Media Round Up: Week of July 26th

Happy Friday! Welcome to our Media Round Up. Each week we’re collecting and sharing our favorite gender + politics stories. Here’s what caught our eye this week:

With His ‘Women’s Agenda,’ Joe Biden Acknowledges That Most Issues Are in Fact Women’s Issues

Mattie Kahn, Glamour

Joe Biden’s new “Agenda for Women” lays out his policy proposals for issues affecting women. Traditionally, “women’s issues” were just abortion and gender discrimination. Now, politicians are starting to take note of a fact women have always know: economic issues, health care, student debt, and much more are all women’s issues. Gender-neutral policies are not sufficient: women’s interests must be taken into account at all steps of legislating.

You can read the full article here.

Women Have Been Voting for 100 Years. What Do We Have to Show for It?

Gail Collins, The New York Times

Champions of the 19th Amendment hoped that when American women got the right to vote, they’d immediately change the nation. Instead, the shift was gradual. Women slowly began to vote at higher rates, taking more political power each cycle. Today, women are more politically involved than ever, running for office, working on campaigns, attending protests, and more. Click to read more about the progress of women’s suffrage over the last century.

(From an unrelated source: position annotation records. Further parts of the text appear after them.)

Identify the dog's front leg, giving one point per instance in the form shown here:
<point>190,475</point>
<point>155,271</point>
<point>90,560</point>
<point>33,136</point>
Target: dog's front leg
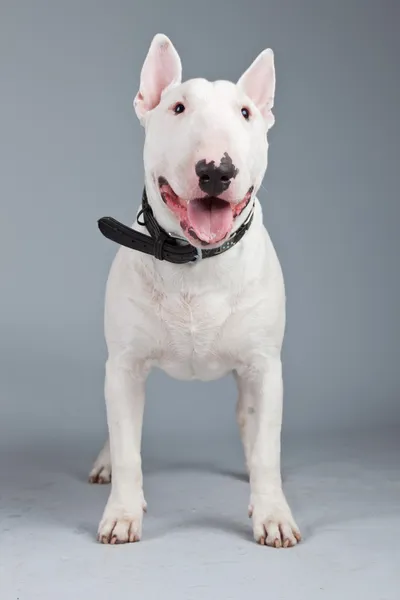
<point>273,523</point>
<point>123,515</point>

You can read the full article here.

Why Biden’s V.P. pick could clinch the 2020 race

Mark McKinnon, Vanity Fair

Historically, the selection of a presidential running mate has had little impact on the race’s outcome. This cycle, Biden’s VP will get more attention and scrutiny while on the campaign trail. The woman he selects will also be critical to engaging voters, handling the COVID-19 crisis, and helping Biden lead if elected.

You can read the full article here.

Congresswomen of color have always fought back against sexism

Dana Frank, The New York Times

Alexandria Ocasio-Cortez has made headlines for her powerful rebuke of sexism last week, echoing another famous incident from 50 years ago. Rep. Patsy Mink, the first woman of color in Congress, frequently fought for gender equality. In one incident, she faced sexist remarks in a committee meeting from a colleague who said a woman could never become president. The parallel events are a powerful reminder of the importance of women in color in office.

You can read the full article here.

AOC spoke out against a global problem — violence against women in politics

Mona Lena Krook, The Washington Post

Alexandria Ocasio-Cortez’s strong remarks resonated not just with women in the U.S., but across the globe. In many areas, violence against women in politics is common as adversaries attack women politicians for their participation in the political process. This issue is even worse for women of color, or those who vocally support women’s rights. Until recently, this violence has largely been ignored. Fortunately, more women in politics are speaking up about their experiences, helping shine light on this sexism.